We asked one AI model the same 50 buying questions twice. The only thing we changed was whether it could browse the web. 77% of the brands it recommended changed. This is a controlled look at the layer almost nobody measures: the difference between what AI recommends from memory and what it recommends from live retrieval.
A few weeks ago we published research showing that store quality explains almost nothing about which brands AI recommends. Public prominence explained far more. Most of the outcome stayed unexplained.
A data engineer named Rami read it and pushed back with a sharp idea. Maybe a chunk of that unexplained variance wasn’t unexplainable at all. Maybe it was the retrieval layer: whatever the model’s internal search decides to surface quietly decides the recommendation. He proposed a clean way to isolate it: run the same prompts with browsing on and off, and measure how much the answers overlap.
50 buying prompts across 10 ecommerce categories. 10 runs per prompt per condition, to control for run-to-run randomness. One model, gpt-4o. The only variable we changed was whether web search was enabled. For each condition we collected the set of recommended brands, then measured how many brands appeared in both. We also ran the whole thing against gpt-4o-mini, to separate the effect of search from the effect of using a bigger model.
On the same model, the overlap between search-on and search-off recommendations was 23%. In other words, 77% of the recommended brands changed when we turned web search on. Same model, same questions, same number of runs. One toggle.
With search off, the model recommends from memory. It names the brands it saw most often during training, which skews heavily toward the famous ones.

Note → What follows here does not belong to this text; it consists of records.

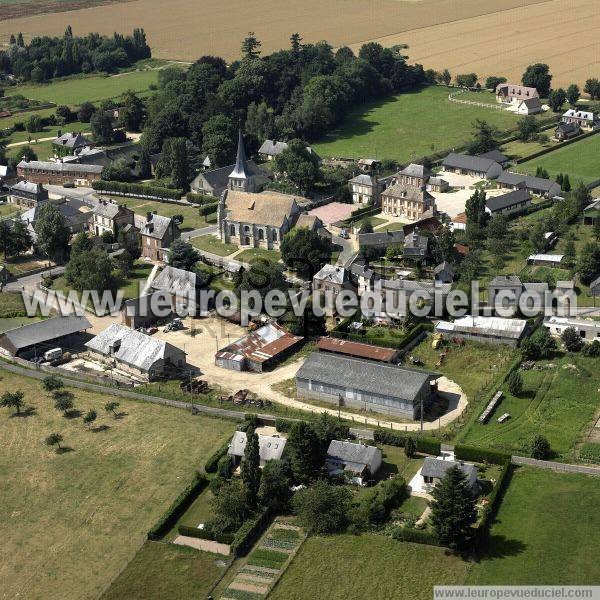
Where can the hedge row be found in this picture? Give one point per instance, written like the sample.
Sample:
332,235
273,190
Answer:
249,532
398,344
205,534
474,454
200,198
139,189
392,438
179,506
561,145
490,510
418,536
213,461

With search on, it throws most of those out and recommends whatever its retrieval surfaces in the moment. These are not small adjustments to a stable list. They are two largely different lists.
The obvious objection: maybe gpt-4o just recommends different brands than gpt-4o-mini, and we were measuring model differences, not search. So we isolated it. Same model, search on versus off. Then, separately, the effect of model size with search held off.

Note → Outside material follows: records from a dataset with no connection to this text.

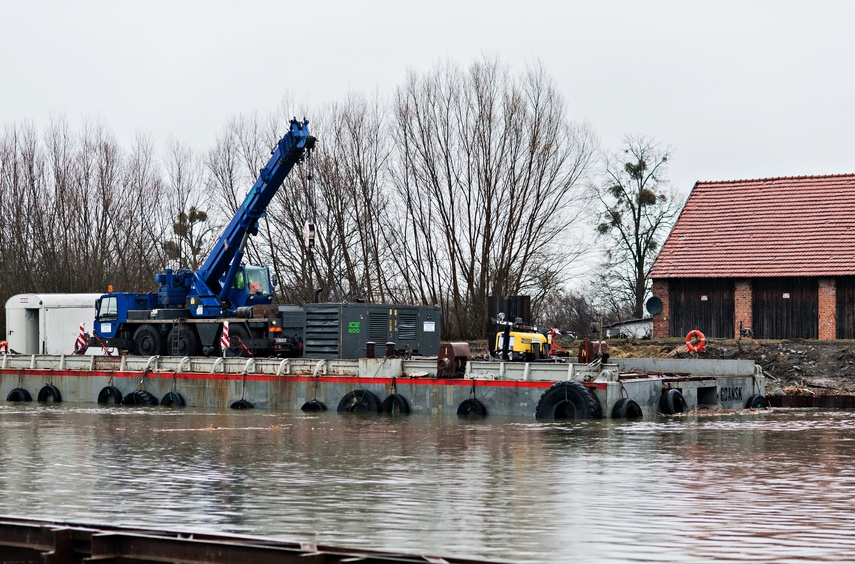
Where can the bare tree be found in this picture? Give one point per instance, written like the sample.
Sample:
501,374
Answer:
636,209
190,229
489,175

Changing the model size (mini to 4o), no browsing, moved about 6% of recommendations. Turning on web search, same model, changed 77%. Which model you ask barely matters. Whether it can browse changes almost everything.

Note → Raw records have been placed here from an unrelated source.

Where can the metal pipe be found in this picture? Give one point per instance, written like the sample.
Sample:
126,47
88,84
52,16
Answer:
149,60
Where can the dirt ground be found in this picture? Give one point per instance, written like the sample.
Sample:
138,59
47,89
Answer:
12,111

The effect was not uniform. Browsing rewrote recommendations far more in some categories than others. Pets: 88% of recommendations changed. Fitness: 61%. The pattern: the more fragmented and long-tail the market, the more browsing overrides memory. In categories dominated by a few household names, the model’s memory and its search mostly agree. In categories full of small brands, they don’t, and search wins.
Pets, interestingly, has been the most extreme category in every study we’ve run. It was the sharpest in our earlier quality-versus-recommendation work too. Something about that market makes AI recommendations unusually unstable. We don’t fully understand it yet.
Rami’s original point had a second half we haven’t cracked. He suggested a lot of the unexplained variance hides in training-data provenance: how often the model saw a brand, and in what sentiment context. We can see which brands get named. We can’t yet see whether a model absorbed a brand warmly or coldly during training. That remains the biggest black box in the whole thing.
Getting recommended by AI is treated as one goal. It isn’t. Being in the model’s memory is a slow, prominence-driven game that rewards brands the model saw a lot during training. Ranking in what the model retrieves is a live game, closer to search, decided at query time by the retrieval layer.
Most AI-visibility tools measure a third thing entirely: whether the AI can see you at all. But visibility is not recommendation. A recommendation made from memory and one made from retrieval can be almost completely different answers to the same question. If you only optimize for one of these, you’re leaving the other on the table, and depending on the user’s settings, it might be the one that actually decides the sale.
All numbers come from a fixed set of 50 prompts, 10 runs each, per condition, measured directly. No estimates. Overlap is measured on the set of distinct recommended brands per intent. The clean search-effect figure uses gpt-4o in both conditions. One caveat worth stating: browsing implementations change over time, so treat the exact percentages as a snapshot of this model at this moment, not a physical constant. The direction and the size of the effect are the point.